The UK’s Serious Fraud Office (SFO), the Crown Prosecution Service (CPS) and the National Crime Agency (NCA) have released a joint statement in support of compensation for overseas victims of bribery, corruption, and other economic crimes. As set forth in the General Principles, which were published on 1 June, the UK enforcement agencies have committed to consider whether victim compensation is appropriate in “all relevant cases,” including those resolved by prosecution, a deferred prosecution agreement (DPA), or a civil settlement. Both aggrieved governments (and their instrumentalities) and corporates facing potential bribery-related inquiries should therefore be aware that the UK government will very likely at least consider victim compensation in any bribery resolution; however practical questions remain that will impact implementation.
In cases resolved through prosecution, the General Principles stipulate that the CPS and SFO will seek remedies under the Proceeds of Crime Act 2002 or the Powers of Criminal Courts (Sentencing) Act 2000 for compensation. In cases resolved with DPAs or through civil settlement, the agencies agree to seek compensation as part of the agreement with the accused.
The General Principles provide that the agencies will work with other government ministries including the Department for International Development, the Foreign Commonwealth Office, the Home Office and Her Majesty’s Treasury to identify potential victims overseas, asses the case for whether compensation is appropriate and, if so, craft a transparent compensation plan.
Notably, although the General Principles reflect an increased commitment to providing compensation in cases of bribery, the UK has provided compensation on at least five occasions in cases of overseas bribery since 2014. For example, in its prosecution of the former Secretary of Transport and Public Works in Macao, the CPS ensured that approximately £28.7 million was returned to the Macao Special Administrative region. Additionally, smaller sums have been paid directly to the governments of Tanzania and Kenya (for £4.9 million and £349,000, respectively) as compensation for bribery schemes that targeted these nations. In a separate case, £4.4 million recovered for corruption in Chad was provided to the Department of International Development for investment into projects to alleviate poverty in Chad.
The policy landscape, and certainly what actually happens in practice, has been less clear on the other side of the Atlantic. The US serves as an important reference point as the trend towards increased multi-jurisdictional enforcement continues. On the one hand, US law is generally favorable to victim compensation; a 1996 federal statute makes restitution mandatory in criminal prosecutions brought under a wide variety of federal laws. In addition, the US Attorney’s Manual, which sets forth policies and procedures to be followed in federal criminal prosecutions, provides that, in conducting plea negotiations, prosecutors should consider “requesting that the defendant provide full restitution to all victims of all charges contained in the indictment or information, without regard to the counts to which the defendant actually plead[s].”

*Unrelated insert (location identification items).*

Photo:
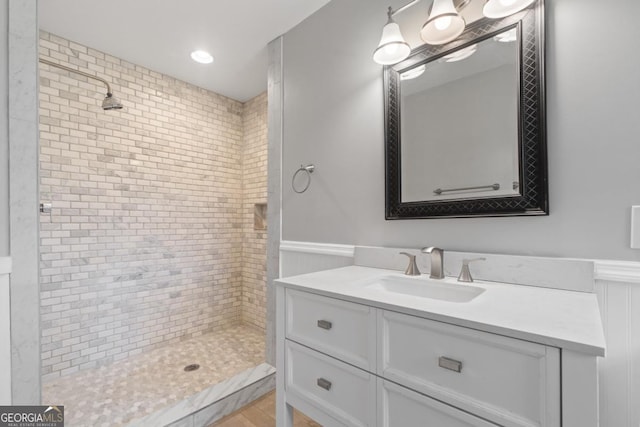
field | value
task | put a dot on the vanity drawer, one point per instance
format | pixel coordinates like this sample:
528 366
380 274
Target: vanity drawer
399 406
344 393
338 328
507 381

Nevertheless, and despite the number of enforcement actions under the US Foreign Corrupt Practices Act (FCPA), only a small collection of bribery cases in the US have involved victim compensation. The restitution statutes do not directly apply to the core FCPA statute and only apply when the case includes a conspiracy or other charge under Title 18 of the United States Code, such as money laundering. In addition, many FCPA cases are resolved with deferred prosecution agreements or non-prosecution agreements, which do not trigger the mandatory restitution provisions. Interestingly, the US authorities have from time to time been reluctant to consider foreign governments “victims” of bribery offenses entitled to restitution. For instance, in one contested case, a state-owned enterprise from Costa Rica sought compensation in US court for being the victim of a bribery scheme. The US Department of Justice argued that the Costa Rican government entity was in effect a “co-conspirator” in the bribery scheme and not a “victim” entitled to restitution. Accordingly, restitution has been provided to foreign governments only in a small minority of FCPA cases.
While the General Principles appear to put the UK out in front of the US in establishing a framework for compensating victims in bribery cases, open questions remain. For instance, the government’s factors for assessing whether a case is suitable for compensation or the compensation amount remain unclear. Further, the UK has not yet clarified how it will address facts if it believes the foreign government is arguably not blameless in the misconduct.
Regardless, already in the US and now in the UK, companies will need to consider how restitution or compensating victims may impact a negotiated resolution, including whether doing so provides an opportunity to fully resolve, as part of a global resolution, any civil claims a foreign government may have.